Demenzrisiko senken: Das unterschätzte Potenzial von Hörgeräten

Demenzrisiko senken: Das unterschätzte Potenzial von Hörgeräten
Eine neue Studie liefert erste Beweise dafür, dass Hörgeräte das Demenzrisiko potenziell günstig beeinflussen könnten.

Endlich wieder mitdiskutieren und am Leben teilhaben: Für Menschen, die nicht mehr gut hören, bedeuten Hörgeräte Lebensqualität. Die Hilfsmittel sind nicht nur als Verstärker im Sozialleben von Betroffenen wichtig, sie könnten auch eine Rolle bei der Entstehung von Demenz spielen, wie eine Langzeitstudie nun aufzeigt.

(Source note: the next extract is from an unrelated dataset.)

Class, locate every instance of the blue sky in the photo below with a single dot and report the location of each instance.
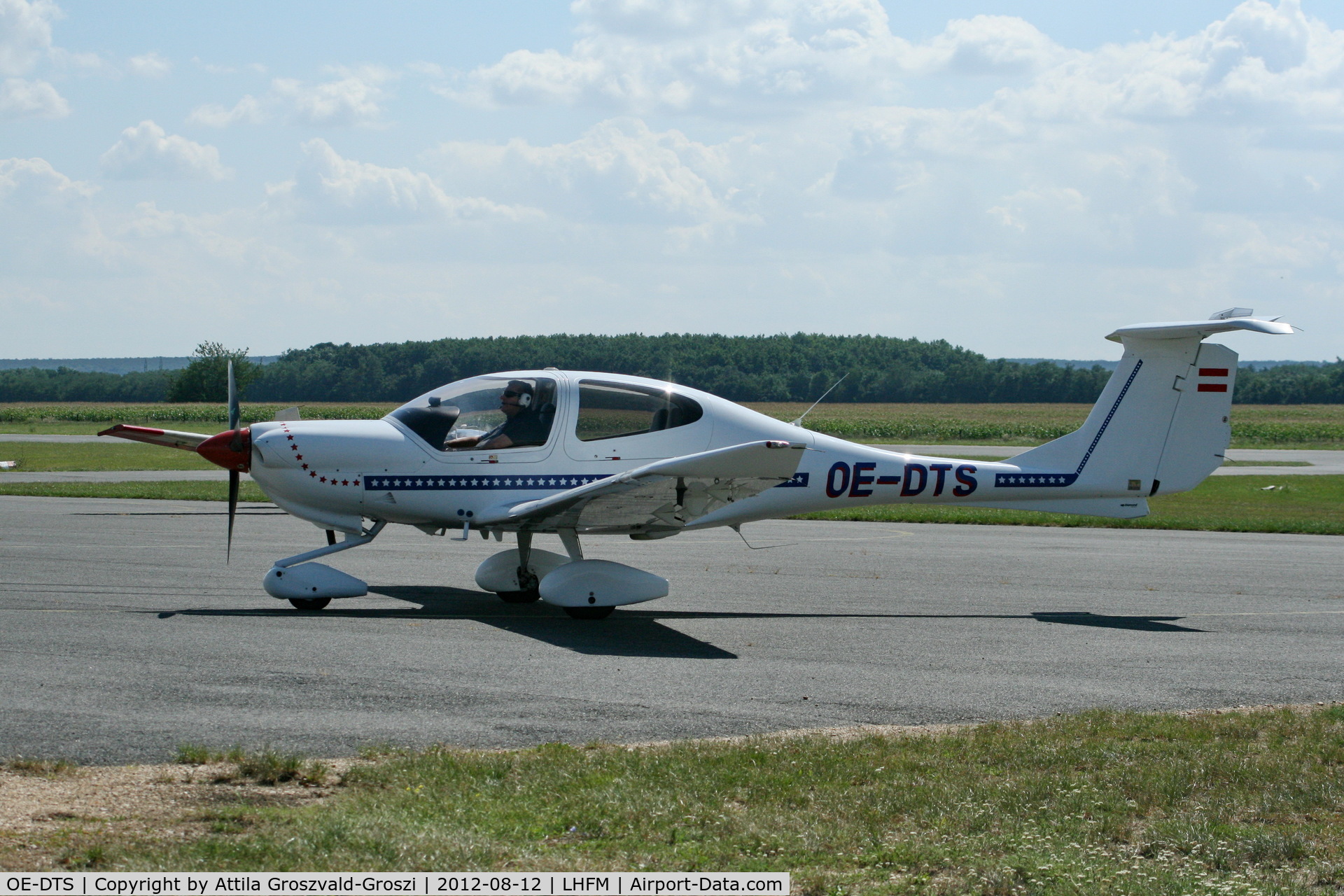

Das inhaltliche Destillat der Ergebnisse, die kürzlich im Fachblatt The Lancet veröffentlicht wurden: Menschen mit Hörverlust, die kein Hörgerät verwenden, haben ein höheres Demenzrisiko als Menschen ohne Hörverlust. Mit einem Hörgerät lässt sich das Risiko allerdings angleichen: Menschen mit Hörproblemen hinken beim Risiko dann nicht mehr hinterher.

Unterschiede aufgedeckt

In Zahlen ausgedrückt: Menschen mit Hörverlust, die keine Hörgeräte benutzen, hatten im Vergleich zu Menschen mit vollständig intaktem Gehör ein um 42 Prozent erhöhtes Demenzrisiko. Bei Personen, die Hörgeräte benutzten, gab es kein erhöhtes Risiko. Das entspreche den Forschenden zufolge in etwa einem absoluten Demenzrisiko von 1,7 Prozent bei Menschen mit Hörverlust, die keine Hörgeräte benutzen. Im Vergleich zu 1,2 Prozent bei Menschen mit oder ohne Hörverlust, die entsprechende Geräte in Verwendung haben.

Der Untersuchung waren Erkenntnisse der Lancet-Kommission für Demenzprävention vorausgegangen: Diese hatte festgestellt, dass etwa acht Prozent der weltweiten Demenzfälle mit vermindertem Hörvermögen in Zusammenhang stehen könnten.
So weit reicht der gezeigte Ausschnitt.